'Where are you going with the bag?' said the little man. 'Going home,' said O'Conor.

'Is it gold you might be wanting?' said the man. 'It is, surely,' said O'Conor.

'I'll give you what you are wanting,' said the man, 'and we can bargain in this way—you'll pay me back in a year the gold I give you, or you'll pay me with five pounds cut off your own flesh.'

That bargain was made between them. The man gave a bag of gold to O'Conor, and he went back with it, and was married to the young woman.

They were rich people, and he built her a grand castle on the cliffs of Clare, with a window that looked out straight over the wild ocean.

One day when he went up with his wife to look out over the wild ocean, he saw a ship coming in on the rocks, and no sails on her at all. She was wrecked on the rocks, and it was tea that was in her, and fine silk.

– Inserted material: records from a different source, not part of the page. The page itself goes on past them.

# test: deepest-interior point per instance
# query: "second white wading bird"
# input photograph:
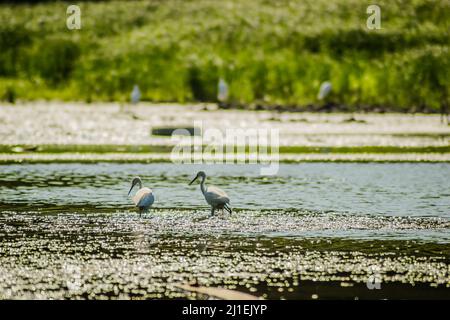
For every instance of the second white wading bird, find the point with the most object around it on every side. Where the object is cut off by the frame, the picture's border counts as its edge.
(215, 197)
(144, 198)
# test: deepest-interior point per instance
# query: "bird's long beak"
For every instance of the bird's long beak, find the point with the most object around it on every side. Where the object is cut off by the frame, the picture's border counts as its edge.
(193, 180)
(132, 186)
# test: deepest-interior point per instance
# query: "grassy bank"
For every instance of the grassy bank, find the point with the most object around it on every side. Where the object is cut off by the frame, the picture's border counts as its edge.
(274, 52)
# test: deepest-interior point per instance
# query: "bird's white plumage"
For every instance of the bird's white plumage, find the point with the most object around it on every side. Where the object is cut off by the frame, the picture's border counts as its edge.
(144, 198)
(135, 94)
(324, 91)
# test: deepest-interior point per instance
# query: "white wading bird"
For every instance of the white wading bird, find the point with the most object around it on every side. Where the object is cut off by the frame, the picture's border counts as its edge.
(216, 197)
(135, 94)
(324, 91)
(143, 199)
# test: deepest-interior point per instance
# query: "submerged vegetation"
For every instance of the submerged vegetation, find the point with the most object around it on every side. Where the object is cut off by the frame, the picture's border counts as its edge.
(270, 52)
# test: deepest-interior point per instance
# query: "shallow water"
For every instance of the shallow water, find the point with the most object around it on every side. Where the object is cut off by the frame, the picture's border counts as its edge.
(69, 231)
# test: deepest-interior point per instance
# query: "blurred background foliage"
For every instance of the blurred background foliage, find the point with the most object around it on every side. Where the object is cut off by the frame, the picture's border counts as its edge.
(271, 52)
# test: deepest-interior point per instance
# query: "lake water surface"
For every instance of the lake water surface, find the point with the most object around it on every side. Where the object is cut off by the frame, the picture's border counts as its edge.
(70, 231)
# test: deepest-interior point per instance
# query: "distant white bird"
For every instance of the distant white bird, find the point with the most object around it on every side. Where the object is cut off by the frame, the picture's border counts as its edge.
(215, 197)
(135, 94)
(143, 199)
(222, 91)
(324, 91)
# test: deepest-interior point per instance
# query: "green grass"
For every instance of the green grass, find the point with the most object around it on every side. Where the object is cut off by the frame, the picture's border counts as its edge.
(273, 52)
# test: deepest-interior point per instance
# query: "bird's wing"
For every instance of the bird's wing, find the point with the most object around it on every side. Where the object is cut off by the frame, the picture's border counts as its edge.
(216, 195)
(144, 198)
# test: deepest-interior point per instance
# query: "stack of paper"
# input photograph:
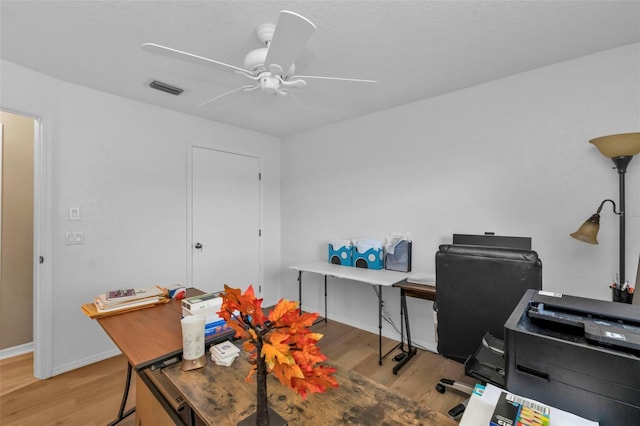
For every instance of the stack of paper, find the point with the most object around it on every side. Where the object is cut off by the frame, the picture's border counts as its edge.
(224, 353)
(128, 298)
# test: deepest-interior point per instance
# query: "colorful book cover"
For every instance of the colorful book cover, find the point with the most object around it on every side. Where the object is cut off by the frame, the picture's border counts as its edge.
(512, 410)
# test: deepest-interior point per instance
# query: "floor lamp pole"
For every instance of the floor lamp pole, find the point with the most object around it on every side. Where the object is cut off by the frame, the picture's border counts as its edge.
(621, 164)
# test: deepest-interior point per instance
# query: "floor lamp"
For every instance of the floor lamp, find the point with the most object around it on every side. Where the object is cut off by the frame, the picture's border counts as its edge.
(620, 148)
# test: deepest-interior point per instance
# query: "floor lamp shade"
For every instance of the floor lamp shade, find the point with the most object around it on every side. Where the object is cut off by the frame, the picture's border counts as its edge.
(588, 231)
(620, 148)
(620, 145)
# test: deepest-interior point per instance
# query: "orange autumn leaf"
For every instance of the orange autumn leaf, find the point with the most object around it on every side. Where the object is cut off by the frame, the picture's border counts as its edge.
(272, 355)
(282, 308)
(289, 348)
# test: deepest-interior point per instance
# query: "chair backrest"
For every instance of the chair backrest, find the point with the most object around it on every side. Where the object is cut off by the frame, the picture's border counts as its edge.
(477, 289)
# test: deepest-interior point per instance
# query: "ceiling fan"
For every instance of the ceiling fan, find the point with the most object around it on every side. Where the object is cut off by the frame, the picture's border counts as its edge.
(272, 67)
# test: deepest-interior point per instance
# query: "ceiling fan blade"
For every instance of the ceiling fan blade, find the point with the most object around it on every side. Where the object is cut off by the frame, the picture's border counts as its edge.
(200, 60)
(317, 77)
(245, 88)
(291, 35)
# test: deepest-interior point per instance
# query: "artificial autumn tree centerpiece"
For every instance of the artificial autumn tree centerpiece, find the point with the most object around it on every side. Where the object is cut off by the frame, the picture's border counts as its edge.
(279, 343)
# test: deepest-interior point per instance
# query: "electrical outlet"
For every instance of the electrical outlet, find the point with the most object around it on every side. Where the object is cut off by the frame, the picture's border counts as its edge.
(74, 213)
(74, 238)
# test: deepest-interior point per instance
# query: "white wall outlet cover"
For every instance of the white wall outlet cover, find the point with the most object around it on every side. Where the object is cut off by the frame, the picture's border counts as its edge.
(74, 213)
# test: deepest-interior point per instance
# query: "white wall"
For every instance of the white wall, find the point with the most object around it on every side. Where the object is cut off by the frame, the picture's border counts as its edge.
(510, 156)
(124, 164)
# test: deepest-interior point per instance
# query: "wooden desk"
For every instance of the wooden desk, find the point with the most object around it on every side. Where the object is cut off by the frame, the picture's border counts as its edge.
(220, 396)
(378, 278)
(148, 335)
(149, 338)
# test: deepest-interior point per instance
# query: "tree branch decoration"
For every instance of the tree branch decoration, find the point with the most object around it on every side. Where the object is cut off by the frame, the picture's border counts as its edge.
(280, 343)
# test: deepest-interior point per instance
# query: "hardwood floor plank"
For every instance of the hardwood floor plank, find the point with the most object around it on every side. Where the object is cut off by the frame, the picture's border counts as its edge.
(91, 395)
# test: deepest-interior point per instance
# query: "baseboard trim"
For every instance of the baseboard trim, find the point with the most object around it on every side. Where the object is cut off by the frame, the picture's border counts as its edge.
(16, 350)
(85, 361)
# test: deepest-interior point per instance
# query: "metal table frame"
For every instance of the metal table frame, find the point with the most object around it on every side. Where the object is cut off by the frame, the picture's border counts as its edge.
(378, 278)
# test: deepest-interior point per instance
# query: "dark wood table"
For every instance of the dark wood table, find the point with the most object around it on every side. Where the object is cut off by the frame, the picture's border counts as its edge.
(221, 396)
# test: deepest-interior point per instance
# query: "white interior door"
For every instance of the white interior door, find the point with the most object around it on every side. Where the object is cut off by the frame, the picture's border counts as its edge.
(226, 220)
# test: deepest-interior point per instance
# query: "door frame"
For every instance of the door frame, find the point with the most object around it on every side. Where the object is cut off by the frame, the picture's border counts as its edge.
(189, 248)
(42, 241)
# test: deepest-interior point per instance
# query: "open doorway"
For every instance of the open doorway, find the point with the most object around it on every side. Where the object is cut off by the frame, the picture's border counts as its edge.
(16, 233)
(40, 230)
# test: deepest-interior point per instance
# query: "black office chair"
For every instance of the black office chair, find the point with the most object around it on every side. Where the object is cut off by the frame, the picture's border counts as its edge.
(477, 289)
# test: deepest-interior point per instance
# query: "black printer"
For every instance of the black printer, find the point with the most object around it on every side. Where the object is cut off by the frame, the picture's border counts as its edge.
(577, 354)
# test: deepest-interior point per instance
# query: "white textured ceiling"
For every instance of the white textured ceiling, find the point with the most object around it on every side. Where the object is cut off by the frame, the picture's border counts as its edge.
(414, 49)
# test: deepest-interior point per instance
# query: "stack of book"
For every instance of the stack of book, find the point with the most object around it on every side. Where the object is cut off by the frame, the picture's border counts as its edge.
(224, 353)
(117, 300)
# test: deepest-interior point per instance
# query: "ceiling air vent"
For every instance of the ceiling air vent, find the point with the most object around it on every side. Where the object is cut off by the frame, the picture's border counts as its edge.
(164, 87)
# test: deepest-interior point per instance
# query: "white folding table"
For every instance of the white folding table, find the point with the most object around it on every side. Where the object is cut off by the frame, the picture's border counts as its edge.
(378, 278)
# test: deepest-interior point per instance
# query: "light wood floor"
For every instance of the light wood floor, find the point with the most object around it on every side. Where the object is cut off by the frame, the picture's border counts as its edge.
(91, 395)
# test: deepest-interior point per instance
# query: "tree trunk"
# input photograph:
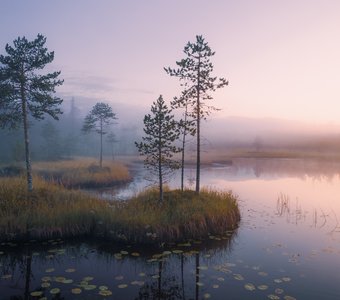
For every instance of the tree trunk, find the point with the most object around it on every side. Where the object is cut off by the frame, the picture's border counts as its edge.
(27, 149)
(198, 159)
(160, 174)
(101, 144)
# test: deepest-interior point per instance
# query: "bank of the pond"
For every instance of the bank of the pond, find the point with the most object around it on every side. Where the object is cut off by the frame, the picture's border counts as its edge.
(52, 211)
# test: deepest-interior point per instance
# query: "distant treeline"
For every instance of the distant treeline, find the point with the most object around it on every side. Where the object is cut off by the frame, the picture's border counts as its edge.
(54, 140)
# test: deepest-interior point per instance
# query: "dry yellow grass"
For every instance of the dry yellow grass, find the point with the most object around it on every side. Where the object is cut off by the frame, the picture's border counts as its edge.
(83, 172)
(53, 211)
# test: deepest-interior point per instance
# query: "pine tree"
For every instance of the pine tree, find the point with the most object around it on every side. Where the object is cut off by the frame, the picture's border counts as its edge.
(161, 131)
(98, 120)
(24, 91)
(194, 72)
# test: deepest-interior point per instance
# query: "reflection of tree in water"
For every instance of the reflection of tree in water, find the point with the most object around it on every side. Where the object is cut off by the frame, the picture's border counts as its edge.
(300, 168)
(171, 277)
(170, 287)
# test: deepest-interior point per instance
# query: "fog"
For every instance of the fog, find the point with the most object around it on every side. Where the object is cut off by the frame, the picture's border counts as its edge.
(52, 140)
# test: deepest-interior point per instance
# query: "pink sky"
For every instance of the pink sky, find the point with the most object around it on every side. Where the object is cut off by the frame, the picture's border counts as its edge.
(282, 58)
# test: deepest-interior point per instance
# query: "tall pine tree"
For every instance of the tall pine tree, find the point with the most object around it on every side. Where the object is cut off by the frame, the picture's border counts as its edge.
(194, 72)
(25, 91)
(98, 120)
(161, 131)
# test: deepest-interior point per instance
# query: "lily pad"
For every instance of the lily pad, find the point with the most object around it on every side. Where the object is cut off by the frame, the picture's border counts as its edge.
(36, 293)
(55, 291)
(238, 277)
(70, 270)
(262, 287)
(105, 293)
(88, 278)
(50, 270)
(249, 287)
(76, 291)
(89, 287)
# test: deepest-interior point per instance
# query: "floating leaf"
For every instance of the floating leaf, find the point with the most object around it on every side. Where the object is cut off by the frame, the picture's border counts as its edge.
(36, 294)
(249, 287)
(279, 291)
(68, 281)
(136, 282)
(105, 293)
(70, 270)
(76, 291)
(55, 291)
(46, 278)
(60, 279)
(50, 270)
(88, 278)
(278, 280)
(262, 287)
(238, 277)
(289, 298)
(89, 287)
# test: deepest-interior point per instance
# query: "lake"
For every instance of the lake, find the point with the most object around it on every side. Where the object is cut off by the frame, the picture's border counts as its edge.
(286, 247)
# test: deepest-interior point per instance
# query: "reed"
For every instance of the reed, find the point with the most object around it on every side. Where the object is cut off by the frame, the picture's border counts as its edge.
(52, 211)
(83, 172)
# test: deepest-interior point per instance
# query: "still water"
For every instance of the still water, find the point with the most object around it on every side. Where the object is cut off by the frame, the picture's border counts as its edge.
(286, 247)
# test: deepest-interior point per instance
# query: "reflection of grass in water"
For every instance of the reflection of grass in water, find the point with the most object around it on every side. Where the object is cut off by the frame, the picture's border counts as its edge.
(52, 211)
(182, 215)
(296, 214)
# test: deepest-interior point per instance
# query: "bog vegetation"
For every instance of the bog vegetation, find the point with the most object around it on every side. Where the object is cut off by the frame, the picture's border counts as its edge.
(51, 211)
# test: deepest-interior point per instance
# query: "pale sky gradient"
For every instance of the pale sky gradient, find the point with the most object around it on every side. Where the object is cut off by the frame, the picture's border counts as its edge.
(282, 58)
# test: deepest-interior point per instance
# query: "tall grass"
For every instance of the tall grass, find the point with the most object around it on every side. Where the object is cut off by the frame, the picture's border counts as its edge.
(181, 216)
(83, 172)
(53, 211)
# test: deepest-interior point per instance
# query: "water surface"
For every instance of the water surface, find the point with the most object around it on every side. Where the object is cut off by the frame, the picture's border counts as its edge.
(287, 246)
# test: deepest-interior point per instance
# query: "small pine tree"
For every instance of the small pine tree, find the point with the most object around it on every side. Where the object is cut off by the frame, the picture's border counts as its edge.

O'Conor and his wife went down to look at the wreck, and when the lady O'Conor saw the silk she said she wished a dress of it.

They got the silk from the sailors, and when the Captain came up to get the money for it, O'Conor asked him to come again and take his dinner with them. They had a grand dinner, and they drank after it, and the Captain was tipsy. While they were still drinking, a letter came to O'Conor, and it was in the letter that a friend of his was dead, and that he would have to go away on a long journey. As he was getting ready the Captain came to him.

'Are you fond of your wife?' said the Captain.

'I am fond of her,' said O'Conor.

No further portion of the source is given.